While Toyota’s Lexus division fared quite well, it — and long-time CR favorite Infiniti – struggled to keep their positions against renewed competition from America and Europe. To drive that point home, here are some Japanese models that didn’t fare so well this time around and scored too low in the slew of more than 50 tests to qualify them for the Consumer Reports recommendation.
5. Acura RLX
With a rating of 74 from Consumer Reports, the Acura (NYSE:HMC) RLX doesn’t seem like it scored too terribly.
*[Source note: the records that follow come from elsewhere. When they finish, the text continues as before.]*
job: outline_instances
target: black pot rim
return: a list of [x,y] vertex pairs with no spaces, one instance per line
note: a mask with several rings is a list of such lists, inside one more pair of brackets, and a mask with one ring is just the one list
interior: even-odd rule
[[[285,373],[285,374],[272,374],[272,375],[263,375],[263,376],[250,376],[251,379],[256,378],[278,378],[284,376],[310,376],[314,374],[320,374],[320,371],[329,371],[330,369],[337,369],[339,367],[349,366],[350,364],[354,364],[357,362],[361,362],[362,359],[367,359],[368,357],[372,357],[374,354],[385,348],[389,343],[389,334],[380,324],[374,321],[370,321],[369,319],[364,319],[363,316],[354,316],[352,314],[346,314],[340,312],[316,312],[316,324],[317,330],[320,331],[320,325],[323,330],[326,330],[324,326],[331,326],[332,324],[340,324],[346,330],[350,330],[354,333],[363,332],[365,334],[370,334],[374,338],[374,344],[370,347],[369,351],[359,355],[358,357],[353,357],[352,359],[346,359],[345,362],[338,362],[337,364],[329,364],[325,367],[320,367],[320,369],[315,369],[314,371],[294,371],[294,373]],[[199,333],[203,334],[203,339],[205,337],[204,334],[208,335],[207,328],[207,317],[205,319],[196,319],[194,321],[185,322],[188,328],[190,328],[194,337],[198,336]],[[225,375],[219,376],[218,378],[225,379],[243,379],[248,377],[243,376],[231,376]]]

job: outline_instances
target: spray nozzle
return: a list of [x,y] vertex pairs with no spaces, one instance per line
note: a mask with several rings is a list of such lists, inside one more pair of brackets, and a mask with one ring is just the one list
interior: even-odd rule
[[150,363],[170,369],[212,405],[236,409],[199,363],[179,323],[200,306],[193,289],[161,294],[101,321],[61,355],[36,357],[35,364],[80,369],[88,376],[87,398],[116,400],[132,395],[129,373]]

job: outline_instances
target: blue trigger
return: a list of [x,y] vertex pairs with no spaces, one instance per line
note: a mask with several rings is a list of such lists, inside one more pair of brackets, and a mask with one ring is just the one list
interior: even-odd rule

However, CR notes that being a luxury car, the RLX is held to a high standard, and while the new RLX has “some good points” (powerful, spacious, and comfortable), it fell well short of its luxury competitors, mostly in ride and handling.
4. Honda Crosstour
The Crossover, built on the Honda Accord sedan frame, supposedly offers “the comfort of a sedan, flexibility of an SUV, and the cargo space of a wagon,” but as CR found “this platypus car” failed to meet any of those goals. In short, what worked well on paper failed to translate into the real world. Consumer Reports awarded it 62 points out of 100.
3. Nissan Sentra
Essentially a baby version of the Nissan (NSANY.PK) Altima, the Sentra didn’t quite live up to it’s older siblings standard. What would otherwise be a fine car was muddied by ”uncomfortable front seats, stiff ride, rubbery handling, and relentlessly noisy, and an underwhelming powertrain” it got a score of 64.
2. Nissan Versa Sedan
Though it’s one of the cheapest cars that one can buy new on the market, the Nissan Versa seems to embody the “get what you pay for” mentality, as it scored a mere 53 points from the panelists. The Versa “disappoints with a noisy, cheap interior, droning engine, jumpy ride, and lack of agility,” though a “relatively roomy backseat and commendable fuel economy at 32 miles per gallon,” but overall, it’s not enough to offset its weaknesses.
1. Toyota Yaris
Finally, with just 41 points, the Toyota (NYSE:TM) Yaris — Toyota’s cheapest model, which apparently behaves as such. Consumer Reports lamented the slow acceleration, ho-hum handling, noisy cabin, busy ride, and awkward driving position that the Yaris offered, noting that the Yaris “serves as merely basic transportation, while most competitors offer a more satisfying base model.”